Is there anything to be said, given the plight imposed upon those who suffer from neighborhood disarray, on behalf of gentrification?

Yes, there is.  For one thing, the newcomers have not violated any laws.  No one has a right to live in any given locale unless he owns part of it or has permission to do so from the owner.  Every action on the part of the gentrifier is part and parcel of the free enterprise system, the one that has immeasurably enriched us all.  This is an aspect of competition, pure and simple.  Do not the well-to-do have the right to offer owners, landlords, money for goods and services they desire?  This is a matter of plain old justice (not the "social" variety, which always militates against the affluent, even if they honestly earned every penny in their possession).

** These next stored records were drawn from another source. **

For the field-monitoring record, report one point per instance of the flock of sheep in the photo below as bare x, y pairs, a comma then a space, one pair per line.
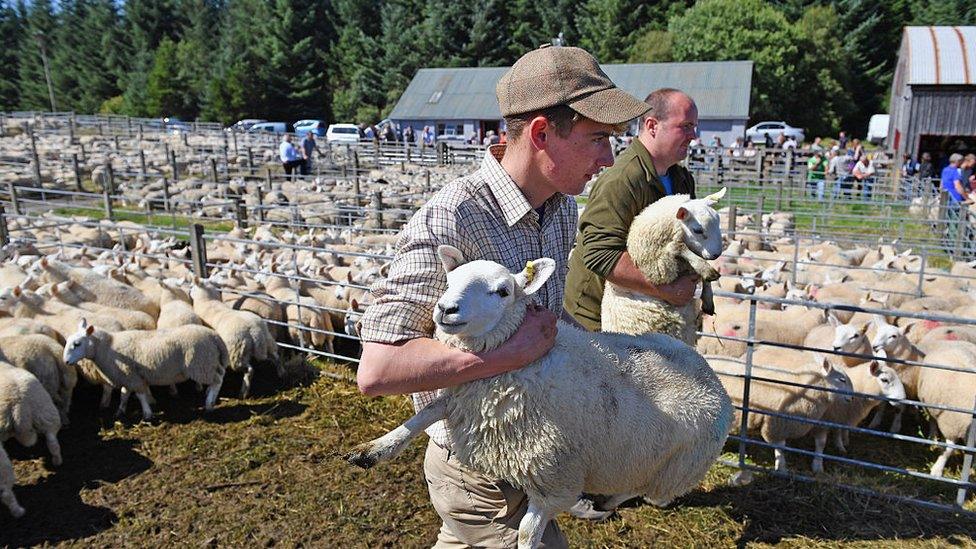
122, 309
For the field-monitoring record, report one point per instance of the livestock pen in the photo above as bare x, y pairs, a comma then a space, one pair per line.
271, 457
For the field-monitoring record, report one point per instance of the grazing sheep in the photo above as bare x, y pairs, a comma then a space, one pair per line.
7, 481
135, 359
175, 308
26, 409
41, 356
245, 334
96, 288
670, 238
771, 396
601, 413
67, 292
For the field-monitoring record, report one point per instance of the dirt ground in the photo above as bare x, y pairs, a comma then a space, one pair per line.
264, 472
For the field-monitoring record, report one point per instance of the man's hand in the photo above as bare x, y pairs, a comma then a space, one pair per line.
534, 338
680, 292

If we pass a law against gentrification, we preclude people bidding against each other exactly as they please.  If the rich have come by their assets dishonestly, this should be treated at the source of their criminal behavior.  It shouldn't prompt us to then stop everyone else from "bartering and trucking" in real estate.

Then there is the fact that there is nothing special about housing.  This sort of thing occurs throughout the entire warp and woof of the economy.  You don't see too many of the impoverished driving around in Rolls-Royces, even though they would presumably enjoy doing so.  Why not?  Prosperous folk have "gentrified" the poor out of luxury automobiles by bidding more for them than the latter can afford.  It is the same with caviar, jewelry, fine wines, and all other cuts "high off the hog."  If we want to prevent the rich from outbidding the poor for domiciles, and want to be logically consistent, we should follow through in all these other cases as well.  But we then reduce the incentive to prosper and ruin the overall economy.

Under which conditions will the people at the bottom of the income distribution suffer more: from a system that encourages everyone to strive to be rich (given that the only way to succeed in this is by providing others with desired goods and services) and allowing them to spend their earnings exactly as they wish?  Or from one that disallows this?  The answer is obvious.  Paradoxically, the "least, last, and lost" of us will prosper far more under a system of freedom than the reverse.  People "vote with their feet" in this direction.  Immigration patterns are invariably out of countries with less economic freedom and into those with more.